Possible risks to the fetus include:
- Infection. Water birth tubs may be contaminated with feces, and an infection can occur if the baby swallows it.
- Meconium aspiration, which occurs if Baby has its first bowel movement before birth and inhales contaminated amniotic fluid. In these cases, the midwife or OB-GYN needs to clear the baby’s airways right after delivery, which may be difficult with a water birth.
- Pneumonia resulting from bacteria, meconium aspiration, or fecal contamination.
- Drowning, which may happen in the case of labor complications.
- The umbilical cords can tether the fetus underwater or tear, leading to fetal blood loss.
- Vaginal tears can be difficult to assess, and patients may bleed excessively.
The American Academy of Pediatrics has expressed concerns over the safety of water births, owing to insufficient numbers of studies on the subject. Similarly, according to a November 2016 Committee Opinion by the American College of Obstetricians and Gynecologists (ACOG), “there are insufficient data on which to draw conclusions regarding the relative benefits and risks of immersion in water during the second stage of labor and delivery.” This conclusion led the ACOG to recommend “that birth occur on land, not in water.”

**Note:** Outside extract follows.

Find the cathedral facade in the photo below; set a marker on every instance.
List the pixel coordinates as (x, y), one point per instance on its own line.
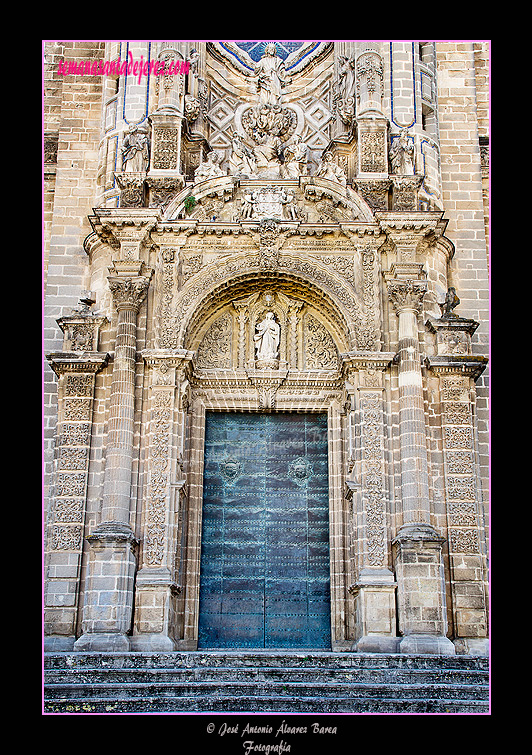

It’s important to note, though, that other professional organizations—such as the Royal College of Obstetricians and Gynaecologists and the American College of Nurse–Midwives—support the option of water births for healthy moms without pregnancy complications.
Changing Guidelines: Allowing Natural Water Births in Hospitals
Despite the limited data on water births, studies show that the lack of medical services available in a home delivery is more harmful to the baby than the actual water birthing method.
In fact, a 1999 study published in the British Journal of Medicine found that the risk for babies delivered in water is similar for babies born by standard vaginal delivery to low-risk women. What’s more, a 2010 study of neonatal mortality rates published in the American Journal of Obstetrics & Gynecology found that "less medical intervention during planned home birth is associated with a tripling of the neonatal mortality rate." It makes sense, then, that having a water birth in a hospital is safer than having one at home.
This information—combined with the data supporting water birth as a significant alleviator of labor pain—has swayed some hospitals into accommodating water birth. This practice is still very limited, though, as obstetricians and hospitals sift through data and demand. Many doctors, midwives, and doulas agree that the rates of water birth are rising, and the fact that some hospitals are offering water birth brings the option to more mothers and helps make the choice much safer.
Where to Have a Hospital Water Birth
The hospitals that do offer water birth "have an adjoining birthing center staffed by midwives [and] are offering that option on hospital grounds," Dr. Francis says. The birthing centers are fully stocked with birthing tubs, IVs, oxygen, medication, and infant resuscitation equipment. These items should, hopefully, help out in emergency situations—at least until the mother and/or baby are transported to the actual hospital.